Christine Sypnowich’s latest monograph, G. A. Cohen: Liberty, Justice and Equality, published by Cambridge’s Polity Press as part of its Key Contemporary Thinker series, is now available. From the publisher:

“G. A. Cohen was one of the towering political philosophers of the late twentieth and early twenty-first centuries. His intellectual career was unusually wide-ranging, and he was celebrated internationally not only for his for his penetrating ideas about liberty, justice, and equality, but for his method, a highly original and influential combination of analytical philosophy and Marxism. Christine Sypnowich guides readers through the rich body of Cohen’s work. By identifying five ‘paradoxes’ in his thought, she explores the origins of his interest in analytical philosophy, his engagement with the ideas of right-wing libertarianism, his critique of John Rawls’s work, his late-career turn to conservatism, and the tension between his preoccupation with individual responsibility and the idea of a socialist ethos. Sypnowich acknowledges the strengths of Cohen’s positions as well as their tensions and flaws, and presents him as a thinker of startling insight. This compelling introduction is a go-to resource for students and scholars of modern political philosophy.”
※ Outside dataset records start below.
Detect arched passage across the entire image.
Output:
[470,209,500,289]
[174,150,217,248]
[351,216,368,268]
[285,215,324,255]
Below are a couple of quotes from Cohen’s contemporaries about the book.

"Christine Sypnowich’s impressively well-informed presentation of Jerry Cohen’s exceptional personality and her insightful critical discussion of all key aspects of his work will make readers understand why his unusual combination of radical political views and meticulous prose keeps inspiring so many young philosophers, and not only them."

Philippe Van Parijs, University of Louvain

"Opening with an engaging biographical account of Cohen’s political and intellectual development, Sypnowich demonstrates how his rigorously analytical quest for the nature of a just society can be structured around a set of tensions – “paradoxes” – with which he so influentially wrestled throughout his life."